Fig. 1 Spin labels suitable for peptides and peptoids.

Less frequently, modified (unnatural) amino acids are used, which can be introduced during peptide synthesis or recombinant protein production. These are mostly the prochiral TOAC 3 and chiral TOPP 4.^8,9 Similarly, spin-labelling of small-molecule ligands that bind to proteins is achieved most often by attaching TEMPO-derivatives where possible. However, all these protein and small-molecule modifications provide single case solutions only, necessitating an inevitable amount of experiments to access a variety of products.¹⁰ Here, we show, to the best of our knowledge for the first time, that multi-component reactions such as isonitrile-mediated Ugi-reactions (see Scheme 1) can serve as a synthetic tool to obtain spin-labelled products starting from TEMPO-derivatives 2, 5–6 (cf. Fig. S1 and S2† for EPR spectra) offering a broad portfolio of variations with reduced synthetic endeavor when compared to consecutive chemical synthesis.¹¹ We also demonstrate that the precondition for this versatile tool is that the spin label is quite stable under conditions of the Ugi-reaction and peptide coupling protocols.

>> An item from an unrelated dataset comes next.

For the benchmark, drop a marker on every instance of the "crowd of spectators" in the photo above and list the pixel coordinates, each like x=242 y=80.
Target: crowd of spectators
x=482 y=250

Scheme 1 Synthesis of diketopiperazines 11 using a Ugi4CR/deprotection + activation/cyclization (UDAC) -strategy.

The Ugi-reaction may seem intimidating in the context of peptide-modifying reactions as one inherently has to choose which of the four Ugi-reaction components the spin label may be bound to. Modifications can be done on the carboxylic acid, the carbonyl, the isonitrile, or the amine component. The examples presented here have the spin label on the amine, the carboxylate and the isonitrile building block, the resulting Ugi-products will be transferred to diketopiperazines (DKP) and peptide–peptoid chimera to demonstrate the utility of this approach.^12,13

Along with each synthesis step, CW EPR spectra of chosen samples are discussed and analyzed in terms of their hyperfine coupling, solvent effect and spectral line shape. All the reported values are obtained via rigorous spectral simulation using the MATLAB-based Easyspin software package.¹⁴

For the synthesis, no variations of classical protocols were necessary to obtain spin-labelled Ugi-products 8a–d and 9a–h (Scheme 1, Fig. 2, for 9a–h see ESI†). The Ugi-reactions were carried out with convertible isonitriles, either 7a, Fukuyama's isonitrile¹⁵ or IPB 7b,¹⁶ which allow further functionalization of the terminally formed amide bond. In initial experiments we worked with isonitrile 7a, because the secondary amide in Ugi-product 8a offers the possibility for formation of N-acyloxazolidinones, upon which the amide bond is highly susceptible to nucleophilic attack. Simultaneously, the nucleophile is formed intramolecularly upon basic cleavage of the Fmoc-protecting group leading to spontaneous formation of diketopiperazines 11. Unfortunately, we could not establish conditions to achieve this goal. Therefore, we turned to IPB 7b as the convertible isonitrile. For the synthesis of diketopiperazines 11 we intended to use a sequence which was developed by us earlier.^17,18 In a consecutive Ugi4CR/deprotection + activation/cyclization (UDAC) -strategy, this short sequence can accomplish the appropriate products 11a–i (Scheme 1, Fig. 2). In practice, after formation of the Ugi-products, the corresponding intermediary acylpyrroles 10 are formed in the presence of 0.1 eq. camphor sulfoinic aicd (CSA) under reflux. A short workup to neutralize the reaction mixture is followed by a DBU-mediated cleavage of the Fmoc-group. Spontaneously, cyclization to diketopiperazines 11a–i can be observed in the range of 50–70% yield overall. Peptoids 8c, d have not been used for further derivatizations yet, their usage in the synthesis of chimera will be reported in due course.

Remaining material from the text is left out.